Verizon Next to Cut Unlimited Data Plan?


If you own a Droid phone, enjoy your unlimited data plan while you can. Verizon (Stock Quote: VZ) has hinted that it will be replacing its current data plan with a new pricing model.

In a recent interview with BusinessWeek, Verizon CFO John Killian declared that the company would likely eliminate the unlimited data plan option in the not-too-distant future. “We will probably need to change the design of our pricing where it will not be totally unlimited, flat rate,” he said.

Killian explained that new smartphones will likely lead to “explosions in data traffic” that could be a burden on Verizon’s network if they don’t find a way to regulate it a bit. Killian offered no other information about when this shift might occur or what the price of the new limited data plans would be. At the moment, Verizon offers several smartphones including the popular Motorola Droid.

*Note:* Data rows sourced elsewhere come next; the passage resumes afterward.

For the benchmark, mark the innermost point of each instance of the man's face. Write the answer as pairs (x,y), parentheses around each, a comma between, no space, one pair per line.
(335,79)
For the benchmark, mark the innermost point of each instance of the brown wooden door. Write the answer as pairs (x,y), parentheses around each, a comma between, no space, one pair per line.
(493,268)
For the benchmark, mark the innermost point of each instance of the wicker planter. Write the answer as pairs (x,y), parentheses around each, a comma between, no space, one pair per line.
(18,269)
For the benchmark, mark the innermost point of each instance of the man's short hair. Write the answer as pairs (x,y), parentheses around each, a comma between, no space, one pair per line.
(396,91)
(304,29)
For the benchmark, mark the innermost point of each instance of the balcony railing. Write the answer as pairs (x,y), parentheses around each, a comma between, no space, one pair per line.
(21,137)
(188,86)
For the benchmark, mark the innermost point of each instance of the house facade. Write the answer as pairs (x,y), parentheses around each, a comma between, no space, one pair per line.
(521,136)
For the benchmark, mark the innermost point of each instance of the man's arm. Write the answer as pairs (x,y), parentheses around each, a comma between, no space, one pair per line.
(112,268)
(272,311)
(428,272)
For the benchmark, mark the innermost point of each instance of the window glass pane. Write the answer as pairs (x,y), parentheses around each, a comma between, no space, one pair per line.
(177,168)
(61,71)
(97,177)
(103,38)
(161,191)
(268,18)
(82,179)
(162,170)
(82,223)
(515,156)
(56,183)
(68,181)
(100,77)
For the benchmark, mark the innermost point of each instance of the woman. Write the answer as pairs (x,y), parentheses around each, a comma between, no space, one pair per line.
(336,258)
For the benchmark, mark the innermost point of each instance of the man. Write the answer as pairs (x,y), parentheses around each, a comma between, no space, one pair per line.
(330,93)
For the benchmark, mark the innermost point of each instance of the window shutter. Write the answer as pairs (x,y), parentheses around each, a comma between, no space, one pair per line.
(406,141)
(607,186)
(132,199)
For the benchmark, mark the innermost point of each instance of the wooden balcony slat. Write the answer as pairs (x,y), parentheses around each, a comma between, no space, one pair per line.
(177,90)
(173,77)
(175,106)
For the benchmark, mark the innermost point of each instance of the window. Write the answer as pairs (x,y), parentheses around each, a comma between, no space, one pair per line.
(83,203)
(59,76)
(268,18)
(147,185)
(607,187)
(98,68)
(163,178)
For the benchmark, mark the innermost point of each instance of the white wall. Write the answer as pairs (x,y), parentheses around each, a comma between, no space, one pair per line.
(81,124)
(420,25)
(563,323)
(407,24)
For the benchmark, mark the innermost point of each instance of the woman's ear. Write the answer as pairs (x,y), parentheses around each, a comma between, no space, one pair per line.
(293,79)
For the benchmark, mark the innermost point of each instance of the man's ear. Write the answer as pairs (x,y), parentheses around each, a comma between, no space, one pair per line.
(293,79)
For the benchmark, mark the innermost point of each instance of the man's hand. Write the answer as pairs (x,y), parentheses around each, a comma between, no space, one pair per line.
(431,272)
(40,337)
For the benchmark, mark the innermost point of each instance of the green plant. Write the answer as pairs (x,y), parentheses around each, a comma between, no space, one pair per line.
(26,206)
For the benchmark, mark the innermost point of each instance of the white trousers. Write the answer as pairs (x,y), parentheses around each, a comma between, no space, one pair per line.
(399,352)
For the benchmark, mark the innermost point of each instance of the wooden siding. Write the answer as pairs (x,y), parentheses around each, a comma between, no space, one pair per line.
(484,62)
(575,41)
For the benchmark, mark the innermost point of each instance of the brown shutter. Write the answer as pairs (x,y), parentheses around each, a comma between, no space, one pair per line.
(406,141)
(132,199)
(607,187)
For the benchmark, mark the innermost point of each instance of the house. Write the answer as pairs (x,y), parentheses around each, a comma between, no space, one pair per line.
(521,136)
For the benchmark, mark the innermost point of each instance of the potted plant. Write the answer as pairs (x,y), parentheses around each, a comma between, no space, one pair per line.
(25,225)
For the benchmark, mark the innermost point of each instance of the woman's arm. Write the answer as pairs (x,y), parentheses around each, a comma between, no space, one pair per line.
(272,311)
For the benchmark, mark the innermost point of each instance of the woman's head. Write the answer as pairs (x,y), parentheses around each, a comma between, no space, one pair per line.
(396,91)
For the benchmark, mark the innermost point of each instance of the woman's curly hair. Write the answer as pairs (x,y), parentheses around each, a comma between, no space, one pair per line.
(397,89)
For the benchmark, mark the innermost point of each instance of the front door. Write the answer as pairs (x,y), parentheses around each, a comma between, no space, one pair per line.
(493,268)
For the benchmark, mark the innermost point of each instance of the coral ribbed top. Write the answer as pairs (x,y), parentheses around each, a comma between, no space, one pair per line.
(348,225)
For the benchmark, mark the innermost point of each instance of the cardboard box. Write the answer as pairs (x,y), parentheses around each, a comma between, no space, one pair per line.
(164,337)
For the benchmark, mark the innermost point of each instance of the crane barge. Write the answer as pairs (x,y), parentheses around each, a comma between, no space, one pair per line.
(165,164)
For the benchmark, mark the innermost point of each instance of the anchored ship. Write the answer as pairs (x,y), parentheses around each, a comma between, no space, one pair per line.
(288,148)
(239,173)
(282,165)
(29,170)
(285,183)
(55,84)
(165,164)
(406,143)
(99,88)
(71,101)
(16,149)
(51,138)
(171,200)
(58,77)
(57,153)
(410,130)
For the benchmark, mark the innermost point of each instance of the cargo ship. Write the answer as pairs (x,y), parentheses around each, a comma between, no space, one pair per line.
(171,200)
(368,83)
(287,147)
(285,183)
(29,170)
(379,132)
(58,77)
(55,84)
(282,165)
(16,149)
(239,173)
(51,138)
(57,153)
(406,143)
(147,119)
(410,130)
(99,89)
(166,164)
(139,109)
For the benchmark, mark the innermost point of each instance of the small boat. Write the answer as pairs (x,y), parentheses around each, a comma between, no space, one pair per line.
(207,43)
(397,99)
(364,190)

If Verizon does pursue this new pricing model, it will be following in the footsteps of AT&T (Stock Quote: T), which earlier this month became the first phone company to eliminate the unlimited data plan. AT&T now offers two data plans, a 200-megabyte option for $15 a month and a 2-gigabyte option for $25 a month. AT&T’s unlimited data plan costs $29.99.

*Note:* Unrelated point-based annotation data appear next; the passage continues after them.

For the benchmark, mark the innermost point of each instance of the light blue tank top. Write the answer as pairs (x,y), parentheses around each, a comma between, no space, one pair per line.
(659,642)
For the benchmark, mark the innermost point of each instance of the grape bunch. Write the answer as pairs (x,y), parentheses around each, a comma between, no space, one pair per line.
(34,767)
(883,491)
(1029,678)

When announcing the new data plan, AT&T emphasized that 98% of its customers use less than 2 gigabytes per month, and would therefore actually be paying less for their data plans under this model. Yet, that didn’t stop consumers from expressing frustration that they were essentially being forced out of a good deal.

Assuming Verizon makes this change, they will likely lean on similar statistics, but the deeper problem here is that Verizon now runs the risk of losing some of its popularity. For every mistake AT&T has made with smartphones in the past year – leaking personal information, struggling to provide reliable service – Verizon has come off as the better option, which is why iPhone users constantly pray for Verizon to partner with Apple (Stock Quote: AAPL). However, this switch could transform AT&T from a pariah into a pioneer and make Verizon look like AT&T’s partner in crime.